# ViP 722 Single Mode Use of Remote 2 on TV1



## rdavidd (Sep 8, 2009)

Well, since I set the 722 to Single Mode and opened up Remote 2 and reset the internal switch to IR, I thought that I'd then have a second remote that I could use on TV1, but no such luck -- Remote 2 will not cause any of the Dish functions to work. Any suggestions?


----------



## puckwithahalo (Sep 3, 2007)

rdavidd said:


> Well, since I set the 722 to Single Mode and opened up Remote 2 and reset the internal switch to IR, I thought that I'd then have a second remote that I could use on TV1, but no such luck -- Remote 2 will not cause any of the Dish functions to work. Any suggestions?


switch it back to UHF and the 2 side of the chip. In single mode, both the tv1 and tv2 remotes work at the same time, no change to the tv2 remote needed.


----------



## SaltiDawg (Aug 30, 2004)

puckwithahalo said:


> switch it back to UHF and the 2 side of the chip. In single mode, both the tv1 and tv2 remotes work at the same time, no change to the tv2 remote needed.


+1


----------



## rdavidd (Sep 8, 2009)

Unfortunately this doesn't work with my "2" remote. I checked the batteries and they are at 103% of voltage. And yes the remote is in "SAT" mode (and the green "SAT" button at the top lights when I push any sat function button), but no mater whether the switch is in IR or UHF position Remote-2 will not work on TV1 (from 10 feet away or 1 foot away). If I switch to Dual Mode on the 722 and set Remote-2 to UHF it works fine at TV-2.


----------



## puckwithahalo (Sep 3, 2007)

rdavidd said:


> Unfortunately this doesn't work with my "2" remote. I checked the batteries and they are at 103% of voltage. And yes the remote is in "SAT" mode (and the green "SAT" button at the top lights when I push any sat function button), but no mater whether the switch is in IR or UHF position Remote-2 will not work on TV1 (from 10 feet away or 1 foot away). If I switch to Dual Mode on the 722 and set Remote-2 to UHF it works fine at TV-2.

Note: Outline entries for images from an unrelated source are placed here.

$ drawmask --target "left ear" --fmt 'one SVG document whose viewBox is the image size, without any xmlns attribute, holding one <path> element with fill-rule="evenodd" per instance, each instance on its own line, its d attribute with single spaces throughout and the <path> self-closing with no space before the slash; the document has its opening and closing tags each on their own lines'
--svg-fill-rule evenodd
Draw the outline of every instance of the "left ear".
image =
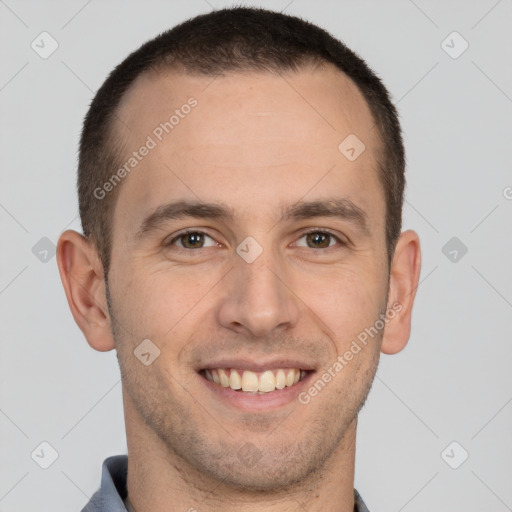
<svg viewBox="0 0 512 512">
<path fill-rule="evenodd" d="M 411 333 L 411 315 L 421 269 L 420 239 L 415 231 L 404 231 L 397 241 L 389 278 L 387 312 L 381 351 L 400 352 Z M 391 312 L 394 312 L 391 316 Z"/>
</svg>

Quick question, what is connected on the back of your receiver? A small antenna, or a cable? If its a cable, where does that go?


----------



## MLBurks (Dec 16, 2005)

Also make sure that "shared view" is enabled (menu, 6, 2).


----------



## rdavidd (Sep 8, 2009)

Well -- stupid ! -- me, not you guys. Yes, the UHF antenna had been removed -- no wonder it didn't work ! ! ! The reason I removed the antenna was that I also am using an IR to RF to IR combination at TV1 to run my home theater receiver which is inside a cabinet and thus straight IR wont work AND I have had experience with multiple RFs interfering with each other. I've now changed to a different IR-RF-IR combination which runs at a different frequency and the RF interference has been eliminated. Thanks much for helping out.


----------